Los días sociales establecidos por convención son eso, una oportunidad de recordarle a la sociedad la importancia que cada una y uno de nosotros tenemos en la conformación de nuestra sociedad y, en la multiplicidad de roles que adoptamos en ella: mujer, padre, abuela, doctora, maestro, enfermero, albañil, etcétera. Es cierto que la disputa de los significantes no deja de ser una lucha importante, pero así como hay hombres que hipócritamente ‘festejan a la mujer’ y se olvidan de reconocer su importancia los 365 días restantes, hay también mujeres que se movilizan sólo en la ocasión y pierden los lazos de solidaridad, igualdad y respeto por las de su género (y del género contrario) lo que resta del año.
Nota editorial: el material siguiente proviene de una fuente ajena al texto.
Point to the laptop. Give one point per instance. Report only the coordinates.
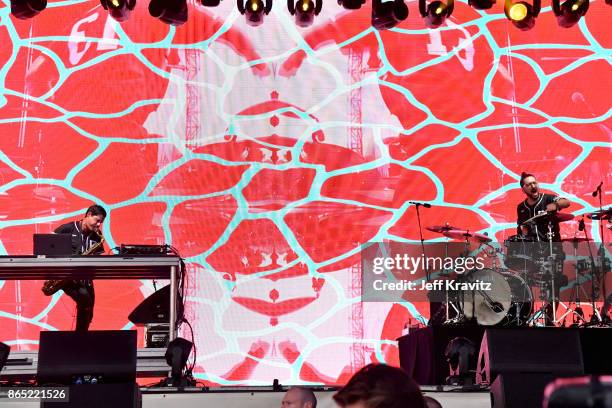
(67, 356)
(53, 244)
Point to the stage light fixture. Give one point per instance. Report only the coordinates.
(176, 356)
(119, 9)
(5, 350)
(388, 14)
(24, 9)
(173, 12)
(304, 11)
(351, 4)
(522, 14)
(481, 4)
(460, 354)
(254, 10)
(570, 12)
(435, 12)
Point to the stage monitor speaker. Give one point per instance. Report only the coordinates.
(596, 350)
(5, 349)
(529, 350)
(105, 356)
(519, 390)
(155, 308)
(100, 396)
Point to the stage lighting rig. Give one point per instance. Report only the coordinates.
(522, 14)
(304, 11)
(255, 10)
(210, 3)
(570, 12)
(119, 9)
(435, 12)
(24, 9)
(173, 12)
(351, 4)
(388, 14)
(481, 4)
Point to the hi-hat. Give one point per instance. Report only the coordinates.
(560, 217)
(440, 228)
(464, 235)
(601, 215)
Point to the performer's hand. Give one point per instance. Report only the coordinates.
(552, 207)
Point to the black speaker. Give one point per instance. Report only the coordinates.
(105, 356)
(155, 308)
(530, 350)
(596, 350)
(519, 390)
(100, 396)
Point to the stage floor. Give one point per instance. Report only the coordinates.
(252, 398)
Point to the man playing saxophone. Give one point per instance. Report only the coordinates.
(86, 240)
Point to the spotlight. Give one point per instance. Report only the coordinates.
(481, 4)
(4, 352)
(388, 14)
(254, 10)
(435, 12)
(172, 12)
(522, 14)
(570, 12)
(24, 9)
(351, 4)
(177, 354)
(119, 9)
(304, 11)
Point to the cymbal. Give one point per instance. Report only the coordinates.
(464, 235)
(575, 239)
(440, 228)
(560, 217)
(601, 215)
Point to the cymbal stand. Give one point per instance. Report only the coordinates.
(575, 297)
(544, 288)
(595, 317)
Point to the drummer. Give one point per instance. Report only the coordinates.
(535, 203)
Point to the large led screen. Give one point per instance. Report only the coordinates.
(268, 155)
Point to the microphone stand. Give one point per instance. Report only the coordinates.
(427, 276)
(605, 319)
(592, 268)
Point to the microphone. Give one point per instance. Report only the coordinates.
(426, 205)
(597, 190)
(497, 307)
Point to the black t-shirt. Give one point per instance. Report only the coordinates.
(80, 242)
(524, 211)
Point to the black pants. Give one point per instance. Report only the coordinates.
(82, 292)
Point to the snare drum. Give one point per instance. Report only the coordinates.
(523, 254)
(509, 302)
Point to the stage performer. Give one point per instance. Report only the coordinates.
(535, 203)
(86, 239)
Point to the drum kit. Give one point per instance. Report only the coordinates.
(524, 270)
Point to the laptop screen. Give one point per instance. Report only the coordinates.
(53, 244)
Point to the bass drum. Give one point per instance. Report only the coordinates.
(507, 302)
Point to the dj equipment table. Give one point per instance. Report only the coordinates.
(96, 267)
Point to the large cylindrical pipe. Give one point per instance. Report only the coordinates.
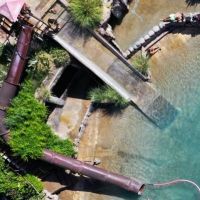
(19, 57)
(9, 87)
(7, 93)
(91, 171)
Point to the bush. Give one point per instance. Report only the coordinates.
(29, 134)
(141, 64)
(39, 65)
(86, 13)
(106, 94)
(60, 56)
(5, 57)
(17, 187)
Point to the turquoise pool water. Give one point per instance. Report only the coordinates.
(155, 155)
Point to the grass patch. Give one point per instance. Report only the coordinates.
(17, 187)
(141, 63)
(106, 94)
(5, 58)
(30, 135)
(86, 13)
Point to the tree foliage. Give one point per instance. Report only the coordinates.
(87, 13)
(30, 135)
(17, 187)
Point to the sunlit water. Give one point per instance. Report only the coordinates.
(153, 155)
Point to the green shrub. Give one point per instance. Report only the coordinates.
(39, 65)
(17, 187)
(141, 64)
(5, 57)
(29, 134)
(87, 13)
(60, 56)
(106, 94)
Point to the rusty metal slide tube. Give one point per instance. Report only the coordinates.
(20, 56)
(7, 93)
(10, 85)
(127, 183)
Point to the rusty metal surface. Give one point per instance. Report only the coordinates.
(7, 93)
(127, 183)
(9, 87)
(19, 57)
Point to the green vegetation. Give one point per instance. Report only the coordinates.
(29, 133)
(106, 94)
(5, 57)
(17, 187)
(86, 13)
(60, 56)
(141, 64)
(40, 64)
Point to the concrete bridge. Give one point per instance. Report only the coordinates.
(113, 71)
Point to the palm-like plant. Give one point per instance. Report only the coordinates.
(106, 94)
(87, 13)
(141, 64)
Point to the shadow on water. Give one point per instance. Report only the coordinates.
(110, 109)
(192, 2)
(193, 31)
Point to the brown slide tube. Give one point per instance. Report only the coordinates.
(7, 93)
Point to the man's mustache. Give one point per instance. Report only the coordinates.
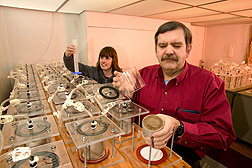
(169, 57)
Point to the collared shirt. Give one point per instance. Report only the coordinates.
(196, 97)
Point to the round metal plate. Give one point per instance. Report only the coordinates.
(35, 107)
(109, 92)
(85, 128)
(46, 160)
(39, 127)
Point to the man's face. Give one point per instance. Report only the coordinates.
(171, 50)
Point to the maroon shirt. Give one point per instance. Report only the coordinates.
(196, 97)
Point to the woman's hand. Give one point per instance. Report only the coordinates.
(120, 81)
(70, 50)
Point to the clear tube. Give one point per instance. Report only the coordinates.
(76, 61)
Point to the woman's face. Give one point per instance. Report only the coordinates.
(105, 62)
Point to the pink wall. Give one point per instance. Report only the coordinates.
(217, 37)
(132, 37)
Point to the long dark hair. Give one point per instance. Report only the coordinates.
(110, 52)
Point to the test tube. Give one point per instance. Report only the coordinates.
(76, 61)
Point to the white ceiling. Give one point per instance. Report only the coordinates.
(197, 12)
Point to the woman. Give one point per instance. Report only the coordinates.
(106, 65)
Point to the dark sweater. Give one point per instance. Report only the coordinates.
(89, 71)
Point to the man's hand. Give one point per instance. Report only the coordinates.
(161, 137)
(70, 50)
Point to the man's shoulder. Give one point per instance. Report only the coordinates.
(197, 72)
(151, 68)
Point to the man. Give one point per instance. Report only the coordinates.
(190, 100)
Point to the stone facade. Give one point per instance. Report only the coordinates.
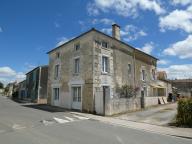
(36, 85)
(105, 65)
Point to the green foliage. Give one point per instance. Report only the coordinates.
(184, 112)
(1, 85)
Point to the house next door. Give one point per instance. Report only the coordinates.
(76, 98)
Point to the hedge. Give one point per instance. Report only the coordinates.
(184, 113)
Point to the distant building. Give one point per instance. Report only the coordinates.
(36, 84)
(183, 86)
(95, 72)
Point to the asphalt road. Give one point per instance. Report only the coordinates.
(161, 115)
(25, 125)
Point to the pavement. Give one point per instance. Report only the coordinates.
(21, 124)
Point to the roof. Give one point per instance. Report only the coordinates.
(93, 29)
(36, 68)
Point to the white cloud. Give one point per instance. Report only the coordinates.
(182, 2)
(6, 72)
(182, 49)
(105, 21)
(131, 32)
(178, 71)
(124, 7)
(62, 40)
(163, 62)
(147, 48)
(128, 33)
(7, 75)
(177, 19)
(57, 25)
(1, 30)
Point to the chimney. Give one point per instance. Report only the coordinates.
(116, 31)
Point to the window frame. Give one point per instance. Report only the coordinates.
(77, 67)
(105, 66)
(76, 93)
(56, 93)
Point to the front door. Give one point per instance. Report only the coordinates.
(106, 95)
(142, 99)
(76, 98)
(56, 96)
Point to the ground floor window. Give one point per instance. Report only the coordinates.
(56, 93)
(76, 94)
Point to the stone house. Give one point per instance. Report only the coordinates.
(22, 90)
(36, 84)
(89, 73)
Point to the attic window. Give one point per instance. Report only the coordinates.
(77, 46)
(58, 55)
(104, 44)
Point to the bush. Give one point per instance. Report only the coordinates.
(184, 113)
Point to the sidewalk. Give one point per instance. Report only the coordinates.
(171, 131)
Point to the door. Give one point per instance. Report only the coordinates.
(106, 96)
(76, 98)
(142, 99)
(56, 97)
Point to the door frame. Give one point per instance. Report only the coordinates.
(81, 86)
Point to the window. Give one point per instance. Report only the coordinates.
(129, 69)
(104, 44)
(76, 94)
(77, 46)
(143, 75)
(77, 62)
(153, 74)
(56, 93)
(56, 71)
(105, 64)
(58, 55)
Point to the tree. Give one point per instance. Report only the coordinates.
(1, 85)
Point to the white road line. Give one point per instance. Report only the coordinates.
(16, 126)
(68, 118)
(58, 120)
(80, 117)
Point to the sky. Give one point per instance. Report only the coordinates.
(30, 28)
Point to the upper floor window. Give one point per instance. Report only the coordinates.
(56, 71)
(143, 75)
(104, 44)
(129, 69)
(153, 74)
(77, 46)
(77, 66)
(105, 64)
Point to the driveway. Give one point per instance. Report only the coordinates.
(160, 115)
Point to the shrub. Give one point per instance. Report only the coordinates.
(184, 112)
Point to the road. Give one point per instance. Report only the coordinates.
(25, 125)
(161, 115)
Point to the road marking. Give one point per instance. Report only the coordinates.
(47, 122)
(58, 120)
(80, 117)
(18, 127)
(68, 118)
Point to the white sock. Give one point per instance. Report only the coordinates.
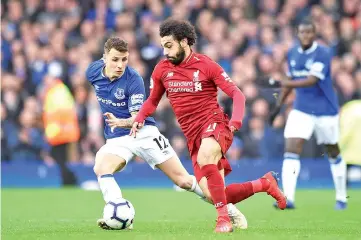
(197, 189)
(338, 169)
(109, 187)
(290, 171)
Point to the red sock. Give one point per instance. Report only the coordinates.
(238, 192)
(216, 189)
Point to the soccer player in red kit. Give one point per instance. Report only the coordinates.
(190, 81)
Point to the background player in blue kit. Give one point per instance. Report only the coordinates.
(120, 93)
(315, 110)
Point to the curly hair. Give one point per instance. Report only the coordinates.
(179, 29)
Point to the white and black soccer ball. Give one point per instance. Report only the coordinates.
(119, 214)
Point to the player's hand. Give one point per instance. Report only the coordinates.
(233, 129)
(135, 128)
(273, 115)
(112, 121)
Por eso, si usted conoce a alguna mujer que por algún motivo la considera ejemplar y desea felicitarla en su día (o en cualquier otro), ¡hágalo! No se limite por un nuevo convencionalismo que ahora dicta que está mal el ‘festejar a la mujer’. Si usted es una mujer y el siguiente 8 de marzo recibe felicitaciones legítimas, ¡acéptelas! No se reprima por quien pretenda criticarle como ‘una mujer traidora a la causa’. La lucha por la igualdad no cesará por las rosas ni por las felicitaciones, las mujeres y los hombres que creemos en la igualdad no luchamos un día, sino nuestra vida por lo que creemos justo.